Das Grundstück war ringsum von Wald umgeben. Das große Haus von Mrs. Westerfield befand sich direkt hinter dem von Ellies Eltern, aber dazwischen war der Wald. Ellie blickte zum Küchenfenster, um sicherzugehen, dass niemand sie gesehen hatte, und rannte los.
Fünf Minuten später war sie am anderen Ende des Waldes angelangt und lief über die Wiese zum Eingang des Westerfieldschen Anwesens. Mit einem beklommenen Gefühl rannte sie die lange Auffahrt entlang und um die Villa herum – eine winzige Figur, die in der zunehmenden Düsterkeit des herannahenden Sturms zu verschwinden schien.
Es gab einen seitlichen Eingang zur Garage, der nie abgesperrt war. Trotzdem konnte Ellie die Klinke nur mit Mühe hinunterdrücken. Schließlich schaffte sie es und betrat den dämmrigen Raum. Die Garage bot Platz für vier Autos, aber das einzige, das Mrs. Westerfield nach dem letzten Sommer zurückgelassen hatte, war der Van. Andrea und ihre Freundinnen hatten sich ein paar alte Decken zum Sitzen mitgenommen. Sie saßen immer an der gleichen Stelle, ganz hinten, hinter dem Van, sodass sie nicht gesehen werden konnten, wenn jemand zufällig durch das Fenster schaute. Ellie wusste, dass Andrea sich dort verstecken würde, falls sie hier war.
Sie wusste nicht, warum, aber plötzlich hatte sie Angst. Sie musste sich praktisch zwingen, einen Fuß vor den andern zu setzen und sich dem hinteren Teil der Garage zu nähern. Aber dann sah sie hinter dem Van ein Stück Decke hervorschauen. Andrea musste hier sein! Die Mädchen hätten niemals die Decken auf dem Boden liegen gelassen; sie legten sie immer zusammen und versteckten sie im Schrank mit den Putzsachen, bevor sie die Garage verlie ßen.
»Andrea …« Leise rief sie ihren Namen, damit Andrea nicht erschrak. Wahrscheinlich schlief sie, dachte Ellie.
Ja, sie schlief. Obwohl es in der Garage dämmrig war, konnte Ellie Andreas lange Haare erkennen, die unter der Decke hervorschauten.
»Andrea, ich bin’s.« Ellie kniete sich neben Andrea und zog die Decke von ihrem Gesicht.

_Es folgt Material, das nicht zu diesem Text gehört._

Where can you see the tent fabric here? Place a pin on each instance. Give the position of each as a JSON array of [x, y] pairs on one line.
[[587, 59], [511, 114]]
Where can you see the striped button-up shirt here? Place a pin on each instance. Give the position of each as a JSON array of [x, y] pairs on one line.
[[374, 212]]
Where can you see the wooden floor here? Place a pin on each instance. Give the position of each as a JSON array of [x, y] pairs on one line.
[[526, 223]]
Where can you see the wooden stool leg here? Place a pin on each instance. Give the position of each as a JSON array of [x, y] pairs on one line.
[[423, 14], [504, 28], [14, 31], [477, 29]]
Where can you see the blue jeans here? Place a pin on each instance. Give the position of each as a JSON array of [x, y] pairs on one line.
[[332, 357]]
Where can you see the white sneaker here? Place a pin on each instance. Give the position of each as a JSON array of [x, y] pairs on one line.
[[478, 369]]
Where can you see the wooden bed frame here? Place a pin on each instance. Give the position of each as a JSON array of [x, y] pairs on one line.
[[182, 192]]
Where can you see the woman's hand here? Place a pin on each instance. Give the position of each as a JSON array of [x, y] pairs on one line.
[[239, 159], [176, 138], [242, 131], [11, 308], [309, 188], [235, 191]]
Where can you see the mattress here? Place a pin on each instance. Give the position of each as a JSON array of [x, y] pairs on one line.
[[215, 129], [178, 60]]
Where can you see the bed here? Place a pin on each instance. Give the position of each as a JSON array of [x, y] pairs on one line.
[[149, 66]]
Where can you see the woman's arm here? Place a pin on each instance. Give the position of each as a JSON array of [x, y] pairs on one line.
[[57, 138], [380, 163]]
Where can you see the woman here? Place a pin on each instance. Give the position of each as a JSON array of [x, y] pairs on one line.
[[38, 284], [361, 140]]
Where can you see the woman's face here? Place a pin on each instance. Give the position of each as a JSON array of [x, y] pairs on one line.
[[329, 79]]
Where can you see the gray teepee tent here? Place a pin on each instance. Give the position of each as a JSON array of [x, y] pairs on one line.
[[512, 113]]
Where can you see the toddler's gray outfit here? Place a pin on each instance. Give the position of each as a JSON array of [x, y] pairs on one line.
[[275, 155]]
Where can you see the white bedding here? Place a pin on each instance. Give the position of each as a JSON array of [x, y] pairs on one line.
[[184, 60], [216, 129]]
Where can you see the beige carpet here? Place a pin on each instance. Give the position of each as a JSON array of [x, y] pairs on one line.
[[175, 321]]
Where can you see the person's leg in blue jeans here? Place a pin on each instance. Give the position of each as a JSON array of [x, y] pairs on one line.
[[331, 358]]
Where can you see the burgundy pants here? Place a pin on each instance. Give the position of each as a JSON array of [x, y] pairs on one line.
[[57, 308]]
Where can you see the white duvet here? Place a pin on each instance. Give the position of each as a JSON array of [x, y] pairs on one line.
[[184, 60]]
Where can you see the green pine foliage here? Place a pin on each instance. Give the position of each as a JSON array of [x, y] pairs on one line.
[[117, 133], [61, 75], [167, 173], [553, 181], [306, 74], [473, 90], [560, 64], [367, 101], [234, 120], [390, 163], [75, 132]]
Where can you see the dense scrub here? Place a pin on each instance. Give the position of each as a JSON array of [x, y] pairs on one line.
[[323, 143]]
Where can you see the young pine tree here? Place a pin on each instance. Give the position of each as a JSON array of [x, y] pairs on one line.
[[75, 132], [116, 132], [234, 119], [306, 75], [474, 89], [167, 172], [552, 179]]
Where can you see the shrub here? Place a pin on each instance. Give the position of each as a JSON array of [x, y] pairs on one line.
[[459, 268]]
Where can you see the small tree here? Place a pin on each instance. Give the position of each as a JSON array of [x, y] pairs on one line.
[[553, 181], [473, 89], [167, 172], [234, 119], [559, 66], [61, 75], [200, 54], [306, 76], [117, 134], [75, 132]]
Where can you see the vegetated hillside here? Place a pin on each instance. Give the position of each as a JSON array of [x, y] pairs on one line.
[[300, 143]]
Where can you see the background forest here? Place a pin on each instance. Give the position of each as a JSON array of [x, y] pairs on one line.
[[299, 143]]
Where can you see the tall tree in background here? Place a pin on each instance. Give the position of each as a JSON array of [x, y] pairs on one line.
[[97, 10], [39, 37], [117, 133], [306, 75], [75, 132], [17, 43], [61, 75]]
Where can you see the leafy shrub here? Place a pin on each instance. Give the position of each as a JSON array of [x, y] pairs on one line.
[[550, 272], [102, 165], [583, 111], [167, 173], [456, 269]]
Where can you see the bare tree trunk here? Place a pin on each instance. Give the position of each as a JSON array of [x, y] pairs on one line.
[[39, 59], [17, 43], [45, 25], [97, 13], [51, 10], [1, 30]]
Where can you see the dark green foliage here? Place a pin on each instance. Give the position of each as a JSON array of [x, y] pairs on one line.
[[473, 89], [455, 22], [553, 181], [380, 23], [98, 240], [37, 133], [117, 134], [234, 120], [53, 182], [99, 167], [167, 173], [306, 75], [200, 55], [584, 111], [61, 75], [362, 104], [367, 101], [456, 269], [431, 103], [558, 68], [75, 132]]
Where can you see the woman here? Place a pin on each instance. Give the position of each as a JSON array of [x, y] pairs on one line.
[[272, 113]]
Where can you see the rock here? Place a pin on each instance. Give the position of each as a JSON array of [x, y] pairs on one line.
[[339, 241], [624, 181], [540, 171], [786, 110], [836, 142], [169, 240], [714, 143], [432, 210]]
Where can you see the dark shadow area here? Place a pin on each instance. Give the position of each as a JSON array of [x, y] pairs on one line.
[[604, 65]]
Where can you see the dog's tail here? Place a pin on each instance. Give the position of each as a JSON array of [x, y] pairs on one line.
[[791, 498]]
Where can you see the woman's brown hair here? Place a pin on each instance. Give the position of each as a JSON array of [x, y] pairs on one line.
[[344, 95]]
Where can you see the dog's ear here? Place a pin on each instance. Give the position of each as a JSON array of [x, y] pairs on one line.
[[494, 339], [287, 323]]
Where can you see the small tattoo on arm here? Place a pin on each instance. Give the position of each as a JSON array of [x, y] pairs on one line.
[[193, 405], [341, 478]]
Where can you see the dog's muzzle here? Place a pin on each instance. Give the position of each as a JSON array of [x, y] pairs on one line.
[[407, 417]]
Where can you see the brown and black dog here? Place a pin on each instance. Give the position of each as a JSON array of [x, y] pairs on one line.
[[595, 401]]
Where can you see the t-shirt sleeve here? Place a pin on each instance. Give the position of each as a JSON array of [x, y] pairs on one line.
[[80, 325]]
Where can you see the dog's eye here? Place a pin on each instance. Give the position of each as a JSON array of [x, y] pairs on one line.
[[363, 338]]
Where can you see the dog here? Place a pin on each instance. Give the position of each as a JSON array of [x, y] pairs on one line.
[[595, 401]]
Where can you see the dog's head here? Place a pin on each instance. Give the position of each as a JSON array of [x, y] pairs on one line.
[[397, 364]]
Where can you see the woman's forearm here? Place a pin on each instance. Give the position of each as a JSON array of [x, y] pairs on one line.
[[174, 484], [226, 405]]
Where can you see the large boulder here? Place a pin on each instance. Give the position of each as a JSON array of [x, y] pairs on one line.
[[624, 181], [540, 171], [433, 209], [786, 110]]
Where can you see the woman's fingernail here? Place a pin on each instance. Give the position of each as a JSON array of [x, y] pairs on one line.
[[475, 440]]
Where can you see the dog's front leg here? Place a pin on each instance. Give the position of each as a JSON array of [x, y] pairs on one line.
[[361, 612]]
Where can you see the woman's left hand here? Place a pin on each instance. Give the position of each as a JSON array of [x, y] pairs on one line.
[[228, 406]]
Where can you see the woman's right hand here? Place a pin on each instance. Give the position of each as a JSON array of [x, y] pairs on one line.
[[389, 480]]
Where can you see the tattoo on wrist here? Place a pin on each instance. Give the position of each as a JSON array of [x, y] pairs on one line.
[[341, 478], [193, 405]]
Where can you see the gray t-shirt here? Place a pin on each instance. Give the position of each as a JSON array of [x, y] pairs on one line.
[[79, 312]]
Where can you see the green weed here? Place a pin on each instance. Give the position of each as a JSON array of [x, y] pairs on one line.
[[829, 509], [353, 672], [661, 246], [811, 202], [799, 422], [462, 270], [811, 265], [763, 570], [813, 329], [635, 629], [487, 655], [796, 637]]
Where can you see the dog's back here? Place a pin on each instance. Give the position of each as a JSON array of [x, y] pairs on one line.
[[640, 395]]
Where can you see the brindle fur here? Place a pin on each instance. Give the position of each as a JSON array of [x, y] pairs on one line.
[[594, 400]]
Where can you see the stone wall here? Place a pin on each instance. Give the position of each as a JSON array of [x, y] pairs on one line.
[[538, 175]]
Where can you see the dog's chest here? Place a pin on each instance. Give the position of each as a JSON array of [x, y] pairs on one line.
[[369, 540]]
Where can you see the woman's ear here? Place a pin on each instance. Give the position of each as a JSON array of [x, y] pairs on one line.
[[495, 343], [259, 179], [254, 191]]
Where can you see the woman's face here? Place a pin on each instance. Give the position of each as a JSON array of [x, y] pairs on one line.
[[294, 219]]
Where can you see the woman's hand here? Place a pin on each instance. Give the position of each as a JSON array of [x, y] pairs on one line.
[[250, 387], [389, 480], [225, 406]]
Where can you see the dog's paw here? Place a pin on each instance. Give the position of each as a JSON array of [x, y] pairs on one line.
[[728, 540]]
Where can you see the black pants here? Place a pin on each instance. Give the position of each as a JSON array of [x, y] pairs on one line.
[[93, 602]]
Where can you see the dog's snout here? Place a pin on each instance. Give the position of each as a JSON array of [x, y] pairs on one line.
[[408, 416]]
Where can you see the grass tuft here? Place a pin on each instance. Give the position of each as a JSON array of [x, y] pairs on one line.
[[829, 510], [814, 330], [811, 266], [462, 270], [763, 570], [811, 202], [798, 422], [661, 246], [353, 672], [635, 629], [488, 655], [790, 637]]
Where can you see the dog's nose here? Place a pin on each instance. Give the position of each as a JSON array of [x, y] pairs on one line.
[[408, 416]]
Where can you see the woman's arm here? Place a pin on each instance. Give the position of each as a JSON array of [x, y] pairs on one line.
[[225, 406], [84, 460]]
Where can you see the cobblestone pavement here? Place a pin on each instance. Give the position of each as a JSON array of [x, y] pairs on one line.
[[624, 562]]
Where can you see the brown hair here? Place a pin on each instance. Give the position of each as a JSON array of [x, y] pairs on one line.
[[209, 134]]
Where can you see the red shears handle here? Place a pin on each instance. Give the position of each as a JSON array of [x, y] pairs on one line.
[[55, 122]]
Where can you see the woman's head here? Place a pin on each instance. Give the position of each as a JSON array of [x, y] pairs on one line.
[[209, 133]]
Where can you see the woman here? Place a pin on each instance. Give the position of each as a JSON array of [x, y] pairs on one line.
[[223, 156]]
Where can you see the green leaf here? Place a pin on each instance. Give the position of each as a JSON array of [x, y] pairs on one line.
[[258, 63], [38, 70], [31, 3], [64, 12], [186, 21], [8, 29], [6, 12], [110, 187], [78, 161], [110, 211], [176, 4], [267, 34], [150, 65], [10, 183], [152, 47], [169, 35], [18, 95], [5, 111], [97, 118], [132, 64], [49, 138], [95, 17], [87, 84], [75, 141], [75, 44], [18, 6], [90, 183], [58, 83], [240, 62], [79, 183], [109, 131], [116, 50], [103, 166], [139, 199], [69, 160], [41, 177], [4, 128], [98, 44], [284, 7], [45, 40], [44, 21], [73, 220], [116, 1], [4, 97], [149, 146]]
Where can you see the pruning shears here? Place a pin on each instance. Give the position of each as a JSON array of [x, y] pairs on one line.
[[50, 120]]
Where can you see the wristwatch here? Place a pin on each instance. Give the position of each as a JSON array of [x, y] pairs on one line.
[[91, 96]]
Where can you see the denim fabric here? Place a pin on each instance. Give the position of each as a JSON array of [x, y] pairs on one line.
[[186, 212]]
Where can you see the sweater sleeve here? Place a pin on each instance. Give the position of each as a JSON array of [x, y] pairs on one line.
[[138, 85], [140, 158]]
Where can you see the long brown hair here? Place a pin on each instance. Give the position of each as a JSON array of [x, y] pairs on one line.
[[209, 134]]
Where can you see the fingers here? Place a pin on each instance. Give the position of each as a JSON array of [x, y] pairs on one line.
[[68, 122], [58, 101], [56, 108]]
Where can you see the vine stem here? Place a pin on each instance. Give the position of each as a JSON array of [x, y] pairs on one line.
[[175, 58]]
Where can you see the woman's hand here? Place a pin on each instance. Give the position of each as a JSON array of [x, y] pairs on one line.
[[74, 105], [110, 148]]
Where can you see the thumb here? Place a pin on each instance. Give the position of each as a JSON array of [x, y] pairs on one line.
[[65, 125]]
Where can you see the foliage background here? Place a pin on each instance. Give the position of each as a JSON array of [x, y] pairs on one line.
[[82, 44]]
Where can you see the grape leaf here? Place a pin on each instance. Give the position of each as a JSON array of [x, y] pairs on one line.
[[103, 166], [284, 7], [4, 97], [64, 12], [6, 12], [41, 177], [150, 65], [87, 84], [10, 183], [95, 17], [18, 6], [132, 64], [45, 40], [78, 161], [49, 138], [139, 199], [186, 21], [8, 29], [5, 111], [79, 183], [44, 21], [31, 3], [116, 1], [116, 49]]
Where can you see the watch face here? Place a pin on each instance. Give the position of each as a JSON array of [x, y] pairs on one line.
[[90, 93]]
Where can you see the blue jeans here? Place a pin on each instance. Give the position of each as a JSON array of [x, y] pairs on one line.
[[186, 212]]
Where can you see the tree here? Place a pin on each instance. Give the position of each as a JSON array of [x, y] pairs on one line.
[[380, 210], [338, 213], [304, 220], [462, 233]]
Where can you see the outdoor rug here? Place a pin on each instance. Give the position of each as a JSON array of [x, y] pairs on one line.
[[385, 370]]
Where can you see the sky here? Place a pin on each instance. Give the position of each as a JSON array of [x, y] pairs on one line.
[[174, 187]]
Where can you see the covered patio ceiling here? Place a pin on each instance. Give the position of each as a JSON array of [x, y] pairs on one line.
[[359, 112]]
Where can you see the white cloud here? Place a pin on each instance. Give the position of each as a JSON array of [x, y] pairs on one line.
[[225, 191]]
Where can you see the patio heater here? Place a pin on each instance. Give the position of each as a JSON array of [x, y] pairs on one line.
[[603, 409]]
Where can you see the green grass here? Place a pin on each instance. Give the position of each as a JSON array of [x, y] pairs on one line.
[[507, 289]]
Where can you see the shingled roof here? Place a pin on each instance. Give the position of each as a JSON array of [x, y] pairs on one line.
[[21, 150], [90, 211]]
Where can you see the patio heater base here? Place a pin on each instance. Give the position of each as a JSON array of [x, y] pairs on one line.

Andrea trug eine Maske, eine schreckliche Gespenstermaske, die ganz verschmiert und klebrig aussah. Ellie beugte sich vor, um sie wegzuziehen, und ihre Finger berührten eine eingedrückte Stelle in Andreas Stirn. Als sie zurückzuckte, bemerkte sie die Blutlache, in der sie kniete.
Und dann, von irgendwo her in dem großen Raum, hörte sie ganz deutlich jemanden atmen – heftige, schwere, tiefe Atemzüge, die mit einer Art Gekicher endeten.
In panischer Angst versuchte sie aufzustehen, aber sie rutschte auf dem Blut aus und fiel vornüber auf Andreas Brust. Ihre Lippen berührten etwas Glattes und Kühles – Andreas goldenen Anhänger. Dann rappelte sie sich hoch, drehte sich um und rannte los.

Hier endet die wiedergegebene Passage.